Lynnie, many of us were baptized as infants in liberal mainline churches with unbelieving parents. We (my husband and I) have never been asked to be rebaptized because we were told that baptism relies on God's faithfulness and not that of the humans involved. I am satisfied with God's sovereign ability to plan the events of my life and that my baptism was valid from HIS point of view.


----------



## Osage Bluestem (Apr 3, 2010)

I have a feeling that paedo baptism is a leftover practice from the idea of baptismal regeneration. I don't know who is at fault for that, but that is the only way it is really consistant. The way I am starting to see it is that for calvinistic soterilogy to be consistant believers baptism is the only way. Macarthur brought that point up in his debate against Sproul.


----------



## Marrow Man (Apr 3, 2010)

DD2009 said:


> I have a feeling that paedo baptism is a leftover practice from the idea of baptismal regeneration. I don't know who is at fault for that, but that is the only way it is really consistant. The way I am starting to see it is that for calvinistic soterilogy to be consistant believers baptism is the only way. Macarthur brought that point up in his debate against Sproul.


 
That may be the way you "feel," David, but that is completely wrong. You know full well that no Reformed paedo holds to anything close to baptismal regeneration. The Reformed practice (e.g., in Geneva) was radically different from the Roman Catholic practice of the day, which involved not only baptismal regeneration, but blessing of the water, exorcism of the child, the admittance of godparents, private services, etc. In fact, there is one case in the records of Geneva during the time of Calvin where a father was disciplined for whisking away his child in secrecy to another (Roman Catholic) city for a baptism; although the child had received a Reformed baptism in Geneva, he did not "feel" it was valid precisely because it was so radically different, and wanted to cover his bases by getting the child baptized in the RC manner instead.

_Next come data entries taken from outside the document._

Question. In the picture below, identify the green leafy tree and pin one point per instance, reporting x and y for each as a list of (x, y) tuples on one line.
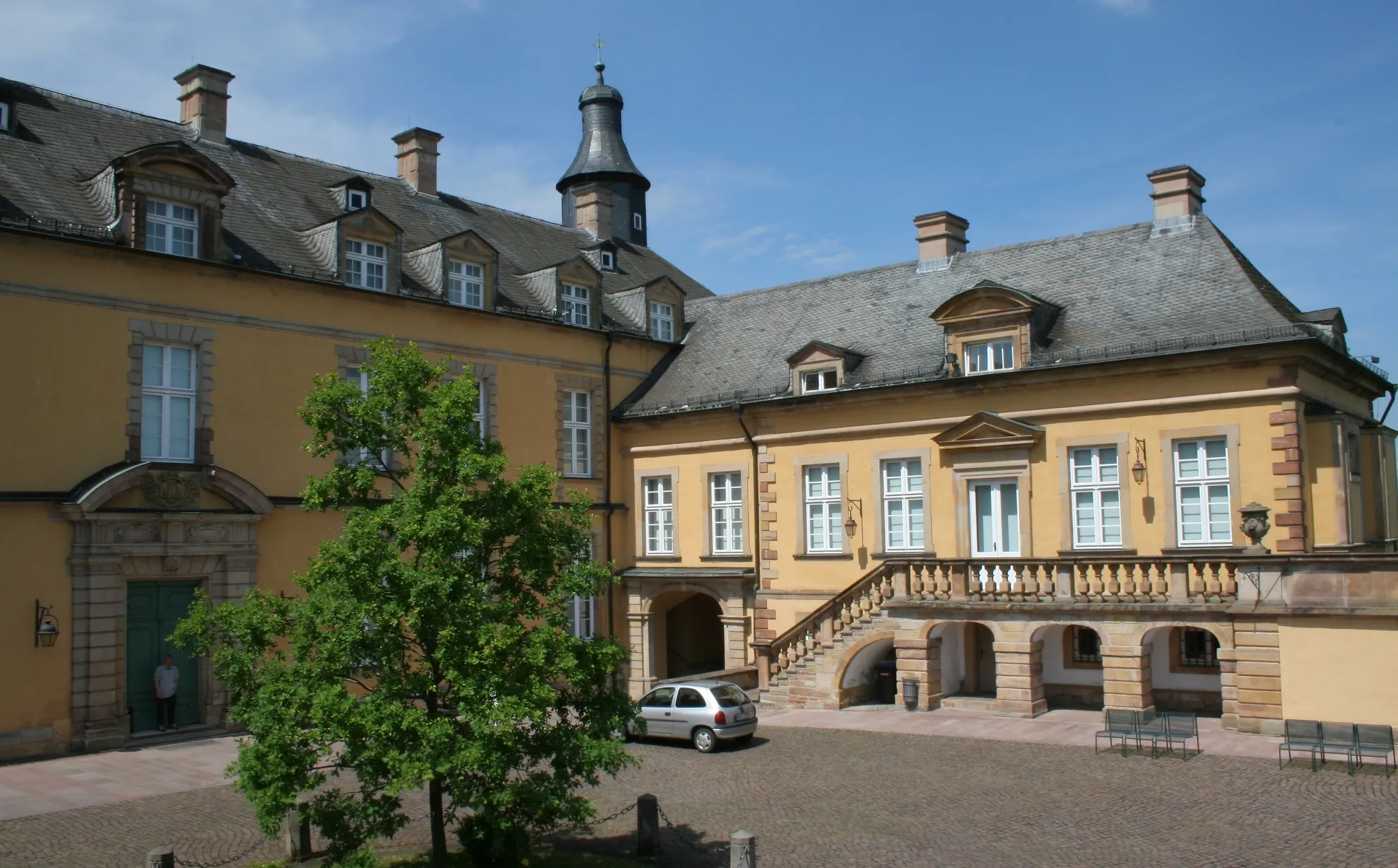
[(433, 645)]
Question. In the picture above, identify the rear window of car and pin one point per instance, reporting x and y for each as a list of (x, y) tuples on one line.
[(729, 696)]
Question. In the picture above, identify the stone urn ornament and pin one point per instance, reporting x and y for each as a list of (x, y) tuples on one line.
[(1256, 526)]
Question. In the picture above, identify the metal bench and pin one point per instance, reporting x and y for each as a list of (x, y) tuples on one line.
[(1171, 729), (1299, 736), (1120, 723), (1375, 739)]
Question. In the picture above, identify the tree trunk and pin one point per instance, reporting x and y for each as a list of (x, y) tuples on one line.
[(438, 824)]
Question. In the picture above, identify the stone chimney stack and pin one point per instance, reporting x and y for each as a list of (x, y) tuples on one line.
[(1176, 192), (939, 235), (203, 101), (593, 207), (417, 158)]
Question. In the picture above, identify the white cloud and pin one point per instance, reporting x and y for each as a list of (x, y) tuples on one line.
[(1130, 7)]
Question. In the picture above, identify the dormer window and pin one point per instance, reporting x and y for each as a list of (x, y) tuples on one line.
[(367, 264), (171, 228), (986, 357), (661, 322), (827, 379), (464, 284), (576, 305)]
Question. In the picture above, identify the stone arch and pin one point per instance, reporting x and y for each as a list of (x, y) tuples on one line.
[(150, 523), (860, 651)]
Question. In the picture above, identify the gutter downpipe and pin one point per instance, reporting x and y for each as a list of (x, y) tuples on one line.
[(763, 654), (612, 506)]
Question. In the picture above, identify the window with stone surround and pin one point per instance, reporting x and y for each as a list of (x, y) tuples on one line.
[(171, 228), (578, 434), (1201, 492), (726, 512), (1096, 497), (367, 264), (170, 394), (660, 515)]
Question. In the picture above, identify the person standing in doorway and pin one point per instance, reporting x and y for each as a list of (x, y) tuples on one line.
[(167, 681)]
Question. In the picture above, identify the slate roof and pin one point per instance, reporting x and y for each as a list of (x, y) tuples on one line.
[(1123, 292), (59, 142)]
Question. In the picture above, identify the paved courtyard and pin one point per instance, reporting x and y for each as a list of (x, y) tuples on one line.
[(845, 797)]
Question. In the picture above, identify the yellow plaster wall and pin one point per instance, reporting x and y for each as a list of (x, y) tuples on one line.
[(1340, 669), (34, 680)]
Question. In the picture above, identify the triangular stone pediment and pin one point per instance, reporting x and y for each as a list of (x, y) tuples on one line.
[(989, 431)]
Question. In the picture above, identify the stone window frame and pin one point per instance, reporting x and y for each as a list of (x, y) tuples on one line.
[(1063, 453), (877, 478), (575, 382), (1235, 474), (199, 337), (1015, 469), (639, 477), (799, 466), (742, 470), (487, 378)]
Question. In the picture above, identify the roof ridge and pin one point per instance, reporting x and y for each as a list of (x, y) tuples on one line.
[(92, 104)]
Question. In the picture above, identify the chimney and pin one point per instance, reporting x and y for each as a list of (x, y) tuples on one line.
[(593, 203), (203, 101), (417, 158), (939, 235), (1176, 192)]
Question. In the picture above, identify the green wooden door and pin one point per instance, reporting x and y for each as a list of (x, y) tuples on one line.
[(152, 608)]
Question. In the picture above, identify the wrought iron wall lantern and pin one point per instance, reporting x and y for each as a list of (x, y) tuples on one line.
[(851, 524), (45, 625)]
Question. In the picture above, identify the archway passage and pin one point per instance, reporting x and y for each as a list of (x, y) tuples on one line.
[(694, 638), (1184, 670)]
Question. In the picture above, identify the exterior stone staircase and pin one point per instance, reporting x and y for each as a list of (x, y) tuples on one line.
[(804, 664)]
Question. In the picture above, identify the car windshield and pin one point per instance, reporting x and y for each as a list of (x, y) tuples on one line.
[(729, 696)]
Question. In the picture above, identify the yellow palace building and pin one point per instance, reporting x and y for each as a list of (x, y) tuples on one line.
[(1116, 469)]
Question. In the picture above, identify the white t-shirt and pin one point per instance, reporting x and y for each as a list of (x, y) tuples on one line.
[(165, 681)]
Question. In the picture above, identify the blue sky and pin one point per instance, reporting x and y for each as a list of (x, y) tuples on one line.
[(789, 140)]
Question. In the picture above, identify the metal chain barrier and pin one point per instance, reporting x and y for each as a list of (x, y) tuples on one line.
[(194, 864)]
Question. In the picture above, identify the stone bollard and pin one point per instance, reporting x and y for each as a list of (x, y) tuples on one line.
[(742, 850), (161, 857), (297, 832), (648, 825)]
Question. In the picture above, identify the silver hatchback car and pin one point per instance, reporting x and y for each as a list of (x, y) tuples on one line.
[(708, 713)]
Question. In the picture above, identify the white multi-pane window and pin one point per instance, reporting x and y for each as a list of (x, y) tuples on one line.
[(576, 306), (168, 403), (578, 434), (824, 511), (661, 322), (660, 515), (994, 519), (582, 617), (990, 355), (171, 228), (903, 505), (365, 264), (1096, 497), (1201, 492), (464, 284), (820, 381), (360, 376), (726, 513)]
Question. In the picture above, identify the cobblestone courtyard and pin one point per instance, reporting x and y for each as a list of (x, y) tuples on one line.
[(838, 797)]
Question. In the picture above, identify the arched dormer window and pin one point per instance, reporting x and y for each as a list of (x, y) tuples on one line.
[(991, 327), (820, 367), (165, 199)]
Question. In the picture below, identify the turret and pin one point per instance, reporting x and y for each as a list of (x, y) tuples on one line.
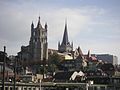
[(32, 29), (39, 24), (46, 26)]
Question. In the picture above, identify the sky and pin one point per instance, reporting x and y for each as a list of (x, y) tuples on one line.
[(92, 24)]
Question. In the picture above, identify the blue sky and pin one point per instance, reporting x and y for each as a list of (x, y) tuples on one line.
[(92, 24)]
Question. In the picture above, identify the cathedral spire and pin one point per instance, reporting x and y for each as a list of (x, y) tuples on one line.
[(39, 24), (65, 36)]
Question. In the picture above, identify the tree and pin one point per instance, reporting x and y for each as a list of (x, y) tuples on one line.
[(54, 61)]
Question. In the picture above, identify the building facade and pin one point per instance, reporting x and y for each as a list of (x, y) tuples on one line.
[(37, 50), (107, 58)]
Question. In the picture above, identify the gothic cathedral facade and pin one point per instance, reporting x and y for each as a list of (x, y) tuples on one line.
[(37, 50)]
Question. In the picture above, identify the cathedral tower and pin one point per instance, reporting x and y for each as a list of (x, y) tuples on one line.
[(38, 44), (65, 46)]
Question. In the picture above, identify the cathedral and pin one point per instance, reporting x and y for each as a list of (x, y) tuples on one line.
[(37, 50), (65, 46)]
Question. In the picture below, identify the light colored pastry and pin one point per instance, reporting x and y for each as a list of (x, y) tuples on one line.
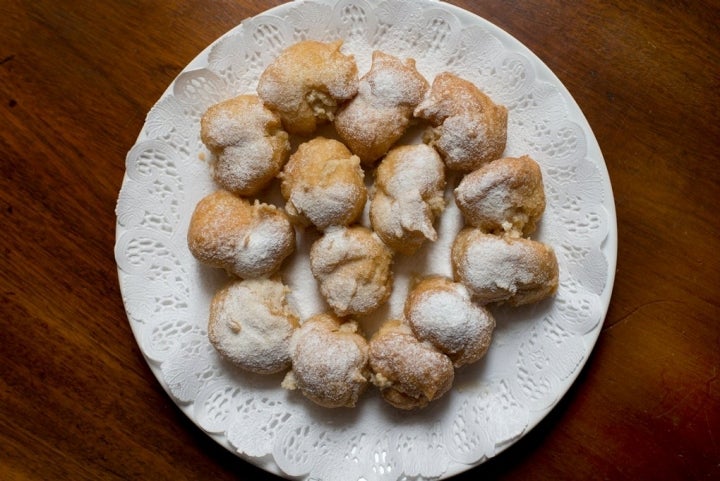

The only similarities I see between Roman Catholic infant baptism and Reformed infant baptism are the use of water and the subjects. But the same could be said for Mormons (or insert your favorite cult) and Baptists, since both of those groups use water and baptize adults only. But that would be a dumb argument on my part -- similarity does not imply "sameness," and it is a logical fallacy to insist that it does.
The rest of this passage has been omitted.